En 1839, certains types de fleurets étaient appelés "forstechers", de l'allemand "vorstecher", "percer en avant". Le mot a disparu, ainsi que ce type d'article.
La diversité du recrutement apportait la diversité des expressions: au cours des siècles, Lorrains, Suisses, Saxons, Tyroliens, Autrichiens, sans parler des Français de diverses provinces, ont travaillé aux mines de SAIN-BEL.
Cette évolution du langage, aux origines multiples, est à constater plutôt qu'à expliquer. Ainsi, pour le soutènement, les "Comptes" de GRANIER parlent de "cintrer et appoyer un voyage", là où nous dirions "cadrer et soutenir une galerie". En 1839, un "cadre" était décrit comme composé de "deux piles et d'un chapeau". Un document, datant de 1934-1939, parle de "deux buttes et une challe". Enfin, ces dernières années, la tendance était plutôt de dire "deux buttes et un chapeau".
INFLUENCE DES ALLEMANDS :
Les districts métallifères de SAXE, du HARTZ, du TYROL, de BOHEME, de HONGRIE ont été le "berceau et le soutien de l'art des mines en Europe. Les "Comptes" de GRANIER nous donnent les noms de 42 ouvriers de martel (mineurs d'abattage) allemands travaillant à la mine de PAMPAILLY, en 1455-1456. L'encadrement était composé en majorité d'Allemands: "maîtres de montagne", "chappuys" et "appoyeurs de montagne", que nous traduirions par charpentiers et boiseurs. Le charpentier jouait un rôle important: la machinerie (roues hydrauliques, arbres à cames, manèges, bacs de lavage, chariots, etc.) était en bois et fort élaborée, ainsi que le montrent les dessins du "De Res Metallica" d'AGRICOLA. Ces spécialistes étaient également "niveleurs", ou géomètres souterrains, et pouvaient avoir quelques notions du traitement des minerais, bien que fondeurs et affineurs aient constitué une catégorie bien à part.
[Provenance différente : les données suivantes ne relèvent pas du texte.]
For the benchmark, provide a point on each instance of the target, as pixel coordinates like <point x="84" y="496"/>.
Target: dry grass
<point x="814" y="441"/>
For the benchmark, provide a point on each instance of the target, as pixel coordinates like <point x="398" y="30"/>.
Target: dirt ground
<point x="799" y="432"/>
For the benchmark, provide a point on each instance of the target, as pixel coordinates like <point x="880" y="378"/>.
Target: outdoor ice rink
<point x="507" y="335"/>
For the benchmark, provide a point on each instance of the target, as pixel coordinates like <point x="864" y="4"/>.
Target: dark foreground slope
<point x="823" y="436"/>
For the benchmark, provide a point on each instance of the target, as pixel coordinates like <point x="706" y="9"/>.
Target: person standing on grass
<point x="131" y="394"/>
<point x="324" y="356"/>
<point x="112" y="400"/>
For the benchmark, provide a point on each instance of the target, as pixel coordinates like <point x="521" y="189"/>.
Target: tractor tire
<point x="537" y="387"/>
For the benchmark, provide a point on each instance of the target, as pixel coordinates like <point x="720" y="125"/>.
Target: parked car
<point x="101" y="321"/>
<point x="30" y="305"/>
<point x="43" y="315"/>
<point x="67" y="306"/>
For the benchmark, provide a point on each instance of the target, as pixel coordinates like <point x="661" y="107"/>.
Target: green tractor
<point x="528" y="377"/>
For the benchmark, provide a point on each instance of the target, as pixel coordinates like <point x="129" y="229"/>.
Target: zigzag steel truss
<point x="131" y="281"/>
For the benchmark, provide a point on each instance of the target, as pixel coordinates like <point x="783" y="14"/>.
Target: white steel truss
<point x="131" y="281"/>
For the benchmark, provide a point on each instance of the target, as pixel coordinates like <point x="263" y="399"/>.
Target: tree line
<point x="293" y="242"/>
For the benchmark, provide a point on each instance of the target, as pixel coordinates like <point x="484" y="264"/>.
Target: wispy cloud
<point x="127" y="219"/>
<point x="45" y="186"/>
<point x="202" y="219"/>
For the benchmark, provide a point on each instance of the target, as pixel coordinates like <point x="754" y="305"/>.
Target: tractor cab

Plus tard, les "Intéressés" employèrent, eux aussi, de nombreux Allemands, dont quelques noms nous sont parvenus par les archives et les registres paroissiaux. Leur présence ne manquait pas de provoquer des tensions, et nous avons le texte d'une requête adressée à l'Intendant par BLANCHET, l'un des "Intéressés", qui supplie qu'on ordonne que "Claude JOLY, de la paroisse de SAINT-PIERRE LA PALUD, soit emprisonné pour l'avoir menacé de lui casser la cervelle d'un coup de fusil et avoir pris des pierres, le tout fondé sur ce que les mineurs Français prétendaient être payés autant que les Allemands".
Deux maîtres-mineurs de cette nationalité ont laissé leur marque aux mines de SAIN-BEL :
- Christian Gottlieb METTIG, conducteur des mines, qui, à partir de 1756, prit en main les mines de SAIN-BEL et de CHESSY, établit le projet et réalisa la galerie d'écoulement du PILON vers SAIN-BEL ;
- Christian Trangott WÖlNER, qui, vers 1810, découvrit le filon de "mine bleue" à CHESSY.